Separately managed accounts are increasingly popular among retail investors who can meet certain minimums — which have been falling — and want enhanced transparency, lower fees, daily liquidity, customization and U.S. tax advantages mutual funds cannot offer.
Previously, retail SMAs were geared only toward high-net-worth investors who could afford minimums like $400,000. Through improved technology and the development of SMA models that use underlying mutual funds and ETFs to gain various market exposures, minimums have come down to as low as $25,000. This has made SMAs accessible to a broader array of investors.
By harnessing new technologies and streamlining operations, SMA sponsors can now offer multi-asset SMAs.

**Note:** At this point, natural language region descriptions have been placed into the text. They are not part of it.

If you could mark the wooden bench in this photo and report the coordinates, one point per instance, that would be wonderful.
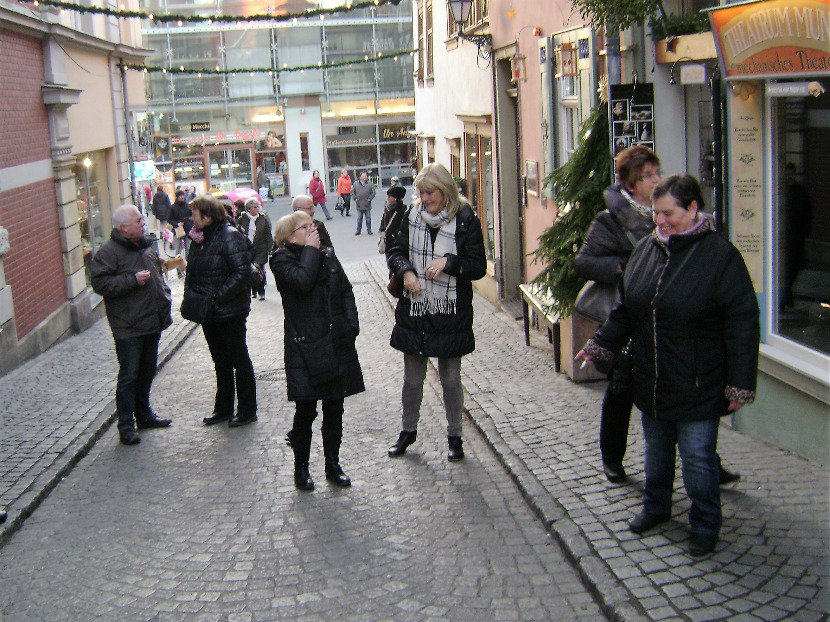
(533, 309)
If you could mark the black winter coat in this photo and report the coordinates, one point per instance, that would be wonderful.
(221, 265)
(133, 310)
(317, 297)
(441, 335)
(695, 342)
(606, 244)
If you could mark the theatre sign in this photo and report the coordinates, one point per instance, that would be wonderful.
(773, 39)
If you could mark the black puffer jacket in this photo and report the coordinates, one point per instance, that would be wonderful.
(441, 335)
(316, 294)
(133, 310)
(221, 265)
(607, 245)
(695, 342)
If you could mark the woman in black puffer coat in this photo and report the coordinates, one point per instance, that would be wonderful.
(690, 307)
(219, 263)
(438, 253)
(317, 298)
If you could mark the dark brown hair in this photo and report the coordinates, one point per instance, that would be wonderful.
(631, 162)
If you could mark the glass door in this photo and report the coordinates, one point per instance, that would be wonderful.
(230, 167)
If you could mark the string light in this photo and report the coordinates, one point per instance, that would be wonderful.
(180, 19)
(270, 70)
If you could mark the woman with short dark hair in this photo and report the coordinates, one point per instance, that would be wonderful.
(321, 325)
(690, 307)
(219, 264)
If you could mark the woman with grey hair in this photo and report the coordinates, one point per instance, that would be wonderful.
(438, 253)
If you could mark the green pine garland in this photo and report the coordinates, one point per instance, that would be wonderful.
(174, 17)
(205, 71)
(578, 186)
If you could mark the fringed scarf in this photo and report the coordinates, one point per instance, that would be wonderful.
(438, 295)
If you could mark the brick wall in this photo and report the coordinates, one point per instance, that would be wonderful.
(34, 266)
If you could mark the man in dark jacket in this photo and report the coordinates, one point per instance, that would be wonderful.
(126, 271)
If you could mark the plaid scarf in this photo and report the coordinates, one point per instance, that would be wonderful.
(438, 295)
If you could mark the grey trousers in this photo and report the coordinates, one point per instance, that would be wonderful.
(414, 373)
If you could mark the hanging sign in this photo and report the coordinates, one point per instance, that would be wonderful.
(632, 115)
(773, 39)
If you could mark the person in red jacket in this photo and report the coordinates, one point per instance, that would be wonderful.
(317, 189)
(344, 189)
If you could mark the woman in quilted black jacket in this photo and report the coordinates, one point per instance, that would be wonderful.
(219, 264)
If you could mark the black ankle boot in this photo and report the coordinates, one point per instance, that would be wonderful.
(405, 439)
(302, 478)
(335, 474)
(456, 451)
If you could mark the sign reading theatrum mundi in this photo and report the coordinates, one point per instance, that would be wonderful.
(773, 39)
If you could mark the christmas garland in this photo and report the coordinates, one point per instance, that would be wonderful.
(182, 70)
(180, 19)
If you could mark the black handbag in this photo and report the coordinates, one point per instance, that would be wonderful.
(319, 357)
(595, 301)
(320, 360)
(197, 307)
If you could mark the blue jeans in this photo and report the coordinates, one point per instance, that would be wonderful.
(137, 361)
(227, 342)
(697, 442)
(367, 214)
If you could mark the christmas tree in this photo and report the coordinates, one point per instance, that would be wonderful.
(577, 192)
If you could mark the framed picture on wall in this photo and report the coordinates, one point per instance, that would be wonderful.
(532, 176)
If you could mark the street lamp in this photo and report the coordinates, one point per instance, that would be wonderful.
(460, 10)
(90, 223)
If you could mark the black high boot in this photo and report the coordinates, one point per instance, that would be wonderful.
(331, 450)
(301, 444)
(456, 451)
(405, 439)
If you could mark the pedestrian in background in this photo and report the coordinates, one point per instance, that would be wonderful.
(344, 189)
(161, 207)
(256, 225)
(126, 272)
(219, 265)
(321, 325)
(438, 253)
(363, 191)
(179, 215)
(690, 307)
(304, 203)
(317, 189)
(390, 222)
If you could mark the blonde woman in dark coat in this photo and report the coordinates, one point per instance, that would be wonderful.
(317, 299)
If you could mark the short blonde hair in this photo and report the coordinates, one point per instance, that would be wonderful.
(435, 176)
(288, 224)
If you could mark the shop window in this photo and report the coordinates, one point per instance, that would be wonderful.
(91, 191)
(801, 257)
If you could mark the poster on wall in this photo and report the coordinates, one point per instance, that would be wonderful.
(632, 116)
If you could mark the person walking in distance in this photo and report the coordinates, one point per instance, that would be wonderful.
(126, 272)
(317, 190)
(363, 191)
(344, 189)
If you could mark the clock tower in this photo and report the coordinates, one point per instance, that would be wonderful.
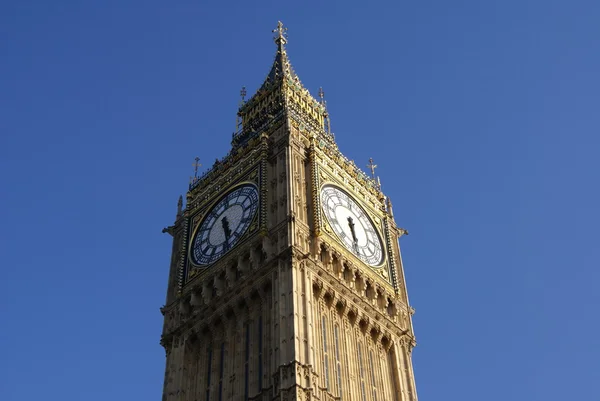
(286, 281)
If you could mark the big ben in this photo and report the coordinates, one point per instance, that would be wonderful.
(286, 280)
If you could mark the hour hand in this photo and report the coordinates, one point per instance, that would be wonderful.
(226, 229)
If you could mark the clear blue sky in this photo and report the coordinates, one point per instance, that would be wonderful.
(483, 117)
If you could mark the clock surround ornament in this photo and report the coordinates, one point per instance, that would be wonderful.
(352, 225)
(224, 224)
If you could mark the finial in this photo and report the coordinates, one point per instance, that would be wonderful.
(372, 166)
(325, 113)
(281, 33)
(179, 206)
(238, 122)
(389, 207)
(196, 165)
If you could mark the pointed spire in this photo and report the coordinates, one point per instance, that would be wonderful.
(179, 206)
(281, 66)
(327, 126)
(389, 207)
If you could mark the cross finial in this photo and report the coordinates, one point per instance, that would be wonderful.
(281, 33)
(372, 166)
(196, 165)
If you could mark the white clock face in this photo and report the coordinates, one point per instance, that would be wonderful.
(352, 225)
(225, 224)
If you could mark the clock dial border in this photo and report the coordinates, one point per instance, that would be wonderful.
(381, 263)
(200, 218)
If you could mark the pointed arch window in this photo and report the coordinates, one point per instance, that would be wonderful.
(259, 353)
(222, 367)
(373, 386)
(208, 371)
(362, 373)
(325, 353)
(338, 364)
(247, 357)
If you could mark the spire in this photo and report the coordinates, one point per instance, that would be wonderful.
(280, 92)
(179, 206)
(327, 126)
(281, 66)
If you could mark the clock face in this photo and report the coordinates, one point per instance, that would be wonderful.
(352, 225)
(224, 224)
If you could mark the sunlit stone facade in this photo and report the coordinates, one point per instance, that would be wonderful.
(287, 292)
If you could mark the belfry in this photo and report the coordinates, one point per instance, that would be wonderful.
(286, 280)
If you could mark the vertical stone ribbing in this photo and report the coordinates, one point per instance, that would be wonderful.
(391, 257)
(314, 175)
(263, 183)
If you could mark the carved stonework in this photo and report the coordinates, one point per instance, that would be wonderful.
(288, 312)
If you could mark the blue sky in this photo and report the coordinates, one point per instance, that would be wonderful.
(482, 116)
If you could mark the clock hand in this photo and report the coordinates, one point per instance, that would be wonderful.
(354, 239)
(226, 230)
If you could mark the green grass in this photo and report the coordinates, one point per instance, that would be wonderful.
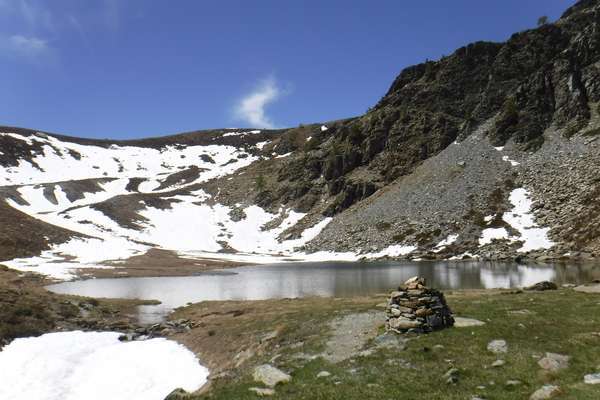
(561, 321)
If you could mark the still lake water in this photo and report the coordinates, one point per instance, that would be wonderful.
(328, 279)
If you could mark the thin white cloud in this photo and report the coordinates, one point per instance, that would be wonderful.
(251, 108)
(29, 48)
(112, 15)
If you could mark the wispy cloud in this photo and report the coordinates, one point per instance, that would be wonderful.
(29, 48)
(251, 108)
(112, 15)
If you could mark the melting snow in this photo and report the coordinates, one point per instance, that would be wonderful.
(512, 162)
(521, 219)
(489, 234)
(96, 365)
(445, 243)
(396, 250)
(101, 162)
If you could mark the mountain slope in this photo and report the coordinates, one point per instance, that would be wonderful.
(490, 152)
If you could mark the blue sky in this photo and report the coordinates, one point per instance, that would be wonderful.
(135, 68)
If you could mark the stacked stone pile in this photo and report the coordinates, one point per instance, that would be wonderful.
(415, 308)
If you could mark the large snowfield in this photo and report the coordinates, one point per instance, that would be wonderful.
(96, 366)
(193, 225)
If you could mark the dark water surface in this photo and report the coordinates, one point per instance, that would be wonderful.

These diversifying products are growing more attractive as some asset classes grow less correlated, and I expect them to prove popular.
Over the last decade, retail investors have poured money into market-cap weighted ETFs because of their low costs. SMAs also can provide lower costs, with the added advantage of better diversification for markets that are unlikely to continue going straight up from here.
Buying a diversified SMA from a quality asset allocator can give investors everything they want in one package for a good price, at a low minimum. They need not worry about rebalancing. Investing in an SMA means buying the securities that day, not buying into a commingled vehicle that has large embedded gains — as so many mutual funds do, after years of market runups.
As we move into the next generation of products, investors can buy SMAs that are solutions-based. They may invest, for example, in an SMA that has a target outcome, with low volatility, and mixes equities (international and domestic) with fixed income.